Damien Power: Keit
Note: This review is from 2014
Damien Power’s assured performance – and a memorable finale when he stripped naked – won his staunchly anti-capitalist diatribe a nomination for best newcomer at last year’s festival.
Making his return, he’s kept both his politics and his penis to himself. What is exposed are the shortcomings in his writing.
He still has that bold, articulate delivery, lending impetus to whatever he says. But beyond the hyperbole, there’s little of note to this tale of him having a child, having cold feet about his relationship with his son’s mother, and then reconciling, even given the fact that the story spans two continents.

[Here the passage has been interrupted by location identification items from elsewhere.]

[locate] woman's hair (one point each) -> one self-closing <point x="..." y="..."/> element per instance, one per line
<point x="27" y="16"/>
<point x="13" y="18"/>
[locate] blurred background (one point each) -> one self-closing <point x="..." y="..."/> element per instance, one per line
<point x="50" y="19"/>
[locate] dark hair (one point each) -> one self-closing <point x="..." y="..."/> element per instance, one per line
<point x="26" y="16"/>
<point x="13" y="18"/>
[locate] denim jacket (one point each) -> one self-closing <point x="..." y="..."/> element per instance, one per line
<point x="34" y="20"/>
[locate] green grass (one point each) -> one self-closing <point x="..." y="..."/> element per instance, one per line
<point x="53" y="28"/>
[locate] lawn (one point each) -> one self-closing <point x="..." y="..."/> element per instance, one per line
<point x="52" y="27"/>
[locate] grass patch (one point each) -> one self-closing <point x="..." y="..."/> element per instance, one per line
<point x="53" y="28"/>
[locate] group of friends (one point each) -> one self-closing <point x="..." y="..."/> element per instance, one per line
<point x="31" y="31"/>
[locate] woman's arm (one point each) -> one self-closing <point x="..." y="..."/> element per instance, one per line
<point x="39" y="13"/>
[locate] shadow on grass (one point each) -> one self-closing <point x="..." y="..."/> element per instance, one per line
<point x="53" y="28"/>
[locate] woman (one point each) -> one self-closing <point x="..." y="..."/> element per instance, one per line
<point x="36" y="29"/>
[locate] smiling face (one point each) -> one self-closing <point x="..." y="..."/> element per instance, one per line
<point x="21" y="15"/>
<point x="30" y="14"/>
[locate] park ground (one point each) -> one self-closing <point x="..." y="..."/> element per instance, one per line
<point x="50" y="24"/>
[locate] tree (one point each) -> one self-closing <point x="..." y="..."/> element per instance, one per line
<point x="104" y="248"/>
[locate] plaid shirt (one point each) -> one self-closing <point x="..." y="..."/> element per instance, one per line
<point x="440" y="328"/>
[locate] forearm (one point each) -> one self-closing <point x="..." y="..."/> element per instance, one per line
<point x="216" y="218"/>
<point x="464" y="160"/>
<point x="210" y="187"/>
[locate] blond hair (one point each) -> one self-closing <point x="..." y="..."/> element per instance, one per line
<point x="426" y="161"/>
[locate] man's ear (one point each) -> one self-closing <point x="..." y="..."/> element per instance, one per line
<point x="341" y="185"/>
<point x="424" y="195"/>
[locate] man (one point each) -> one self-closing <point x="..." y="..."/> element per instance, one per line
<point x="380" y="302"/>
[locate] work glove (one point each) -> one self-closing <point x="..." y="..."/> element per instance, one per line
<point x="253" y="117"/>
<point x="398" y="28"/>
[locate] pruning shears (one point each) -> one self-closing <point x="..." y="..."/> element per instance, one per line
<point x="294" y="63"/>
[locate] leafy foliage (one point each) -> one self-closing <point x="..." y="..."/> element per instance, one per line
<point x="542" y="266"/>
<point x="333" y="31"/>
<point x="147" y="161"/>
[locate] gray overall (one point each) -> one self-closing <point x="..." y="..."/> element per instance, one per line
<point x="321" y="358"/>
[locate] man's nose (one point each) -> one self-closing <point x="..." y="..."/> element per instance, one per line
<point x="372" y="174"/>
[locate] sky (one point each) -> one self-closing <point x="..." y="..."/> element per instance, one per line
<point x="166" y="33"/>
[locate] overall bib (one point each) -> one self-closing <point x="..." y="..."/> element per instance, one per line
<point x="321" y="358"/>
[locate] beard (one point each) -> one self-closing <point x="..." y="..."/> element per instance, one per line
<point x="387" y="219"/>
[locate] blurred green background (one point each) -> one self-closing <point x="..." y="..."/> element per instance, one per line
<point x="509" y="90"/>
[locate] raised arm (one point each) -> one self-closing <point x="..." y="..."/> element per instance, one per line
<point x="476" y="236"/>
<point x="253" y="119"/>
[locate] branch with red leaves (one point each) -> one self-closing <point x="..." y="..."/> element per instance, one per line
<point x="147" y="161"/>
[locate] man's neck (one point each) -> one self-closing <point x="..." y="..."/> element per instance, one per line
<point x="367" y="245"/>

Keit is his ‘crazy’ girlfriend’s name, the Estonian version of Kate rather than a misspelled Keith, as you might have thought. Power ramps up the personality quirks of the members of both families: his dad’s anger-management issues born of frustration, his brother Will’s odd career as a professional indy-car racer, and his gun-toting brother-in-law doing little to alleviate the stereotypes of aggressively macho East Europeans.
None of it’s quite interesting enough, however, despite Power’s best window-dressing to try to make it so. The anecdotes tend to be a little long-winded and unambitious and for all his slick presentation, lack the emotional pull or real sense of jeopardy to make us care much about their outcomes.
Some of the asides hinting at more socially astute material – such as the average Ocker’s opinion of what it means to be Australian – hold a little more interesting. But even then, not always. It’s not new to notice that corporations can be more powerful than governments, so Power is rather stating the obvious in raising the issue with little embellishment.
Speaking of which, reading out the terrifying potential side-effects listed on pharmaceutical drugs is very old hat, too.
Maybe this is simply difficult second album syndrome, but Power seems to have suppressed, rather than nurtured, many of the things that made him interesting 12 months ago. He’s in danger of becoming become just another comic trying to make the narrative of his life seem worthy enough to retell, whether it actually is or not.